Bugün Türkistan’ın daha çok “Doğu Türkistan” diye bilinen ve çoğunlukla Uygur Türklerinin yaşadığı kısmı hâlen Çin idaresi altındadır. Kazakistan, Türkmenistan, Özbekistan, Kırgızistan, Tacikistan cumhuriyetlerinin bulunduğu ve toplu olarak Batı Türkistan diyebileceğimiz kısmı ise, önce 1730’lardan itibaren Çarlık Rusyası’nın idaresi altına girmiş, sonra da SSCB sınırları içinde kalmıştır. Rus Çarlığı’nın işgalinden sonra Batı Türkistan topraklarının bir bölümü, Türkistan Genel Valiliği’ni meydana getiren, eski dönemlerdeki Buhara ve Hive Hanlıklarına, diğer bölümü de Rus idarî taksimatında Sahra Vilâyetleri (stepnıe oblasti) olarak bilinen Kazakistan’a aittir (Togan 1981: 1).
Çingizliler, 1221’de Harzemşahlar’ın başkenti Gürgenç’i zaptedip 13. yüzyıl başlarında bu devlete son verdiler.
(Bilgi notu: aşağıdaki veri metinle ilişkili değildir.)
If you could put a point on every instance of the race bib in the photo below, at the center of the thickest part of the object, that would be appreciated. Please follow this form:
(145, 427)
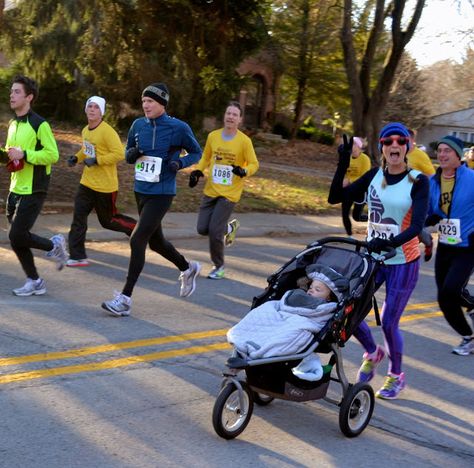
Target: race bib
(222, 174)
(148, 168)
(382, 231)
(88, 149)
(449, 231)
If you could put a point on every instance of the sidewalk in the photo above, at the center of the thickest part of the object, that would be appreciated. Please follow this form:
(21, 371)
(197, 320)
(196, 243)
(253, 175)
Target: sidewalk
(183, 225)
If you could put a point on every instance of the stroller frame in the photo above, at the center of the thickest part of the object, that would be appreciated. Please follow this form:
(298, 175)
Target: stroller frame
(270, 378)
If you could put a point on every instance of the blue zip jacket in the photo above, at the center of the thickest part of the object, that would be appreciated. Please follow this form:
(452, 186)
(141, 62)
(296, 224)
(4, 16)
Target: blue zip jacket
(462, 203)
(163, 137)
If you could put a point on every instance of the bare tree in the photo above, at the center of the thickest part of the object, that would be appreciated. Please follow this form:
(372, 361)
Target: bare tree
(369, 86)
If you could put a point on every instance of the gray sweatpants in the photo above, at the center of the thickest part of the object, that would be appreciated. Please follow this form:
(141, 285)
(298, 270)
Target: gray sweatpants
(214, 214)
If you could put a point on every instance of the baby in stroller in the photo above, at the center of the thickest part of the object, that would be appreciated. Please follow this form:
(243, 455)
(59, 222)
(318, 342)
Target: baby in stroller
(286, 326)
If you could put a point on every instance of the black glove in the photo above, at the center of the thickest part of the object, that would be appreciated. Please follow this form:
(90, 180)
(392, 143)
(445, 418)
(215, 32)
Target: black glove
(132, 154)
(377, 245)
(71, 161)
(194, 177)
(345, 152)
(175, 166)
(237, 170)
(432, 220)
(90, 161)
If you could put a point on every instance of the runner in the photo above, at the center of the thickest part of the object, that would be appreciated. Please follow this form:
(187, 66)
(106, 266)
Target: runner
(359, 165)
(154, 146)
(419, 159)
(30, 151)
(101, 151)
(229, 157)
(452, 209)
(397, 199)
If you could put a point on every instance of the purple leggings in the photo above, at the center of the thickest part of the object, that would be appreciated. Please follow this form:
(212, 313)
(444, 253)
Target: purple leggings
(400, 281)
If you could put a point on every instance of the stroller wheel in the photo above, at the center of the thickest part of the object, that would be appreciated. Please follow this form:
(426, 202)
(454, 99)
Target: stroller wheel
(356, 409)
(231, 415)
(261, 399)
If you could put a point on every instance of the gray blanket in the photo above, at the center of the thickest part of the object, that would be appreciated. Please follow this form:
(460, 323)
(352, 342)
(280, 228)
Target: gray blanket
(281, 328)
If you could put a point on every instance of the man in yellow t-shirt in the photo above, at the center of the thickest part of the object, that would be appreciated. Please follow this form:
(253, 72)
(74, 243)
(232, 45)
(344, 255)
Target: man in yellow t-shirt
(101, 151)
(417, 158)
(359, 165)
(228, 156)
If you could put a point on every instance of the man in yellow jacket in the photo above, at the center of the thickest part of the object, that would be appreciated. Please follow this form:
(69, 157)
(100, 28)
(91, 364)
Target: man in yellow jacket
(101, 151)
(229, 156)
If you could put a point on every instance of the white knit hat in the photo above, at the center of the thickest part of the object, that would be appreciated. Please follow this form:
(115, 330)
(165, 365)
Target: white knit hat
(99, 101)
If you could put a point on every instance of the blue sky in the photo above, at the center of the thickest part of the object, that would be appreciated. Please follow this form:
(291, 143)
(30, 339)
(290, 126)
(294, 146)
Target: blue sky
(440, 32)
Türkistan, bundan sonra Çingiz Türk-Moğol imparatorluğu içinde Çağatay Ulusu’nun eline geçti. Çağatay Ulusu 13.-14. yüzyıllarda hâkimiyet sürdü. 1370 yılında Timur (1336-1405), Çağatay Devleti’ne son verdi. Timur, Türk Barlas boyu Beyi Taragay’ın oğlu idi. O, Türkistan’da askerî bir lider ve devlet adamı olarak 1370-1404 yılları arasında geçen otuz iki yıllık süreçte doğuda Altay Dağları’na, batıda Karadeniz ve Akdeniz’e, güneyde İndus’a kadar uzanan güçlü bir imparatorluk kurdu. Timur Devleti, genel Türk tarihinin kaderinin değişmesinde önemli bir rol oynadı. Timur Devleti, Cengiz Hanın oğlu Cocı’nın soyundan gelen hanlar tarafından kurulan, Çağdaş Türk Dünyası tarihinin kilit noktasında yer alan Altın Orda Hanlığı’nın tarih sahnesinden silinmesinde önemli bir rol oynadı. Timur, önceleri kendisine sadık olan ve destekleyerek İdil boyundaki Altın Orda tahtına oturttuğu Toktamış Han ile arası bozulunca Altın Orda’ya düzenlediği seferler sonucunda Toktamış Han’ı yendi ve Altın Orda’yı güçsüz bıraktı. Altın Orda Hanlığı’nda Toktamış öncesinde olduğu gibi taht kavgaları baş gösterdi. Taht kavgaları sonucunda zayıflayan Altın Orda parçalanmak zorunda kaldı (Hayit 1995: 1-3). Altın Orda Devleti’nin topraklarında ayrı ayrı hanlıklar kuruldu. Bu hanlıklar: Kazan Hanlığı, Kırım Hanlığı, Sibir Hanlığı, Astarhan Hanlığı, Kasım Hanlığı ve Nogay Ordası idi.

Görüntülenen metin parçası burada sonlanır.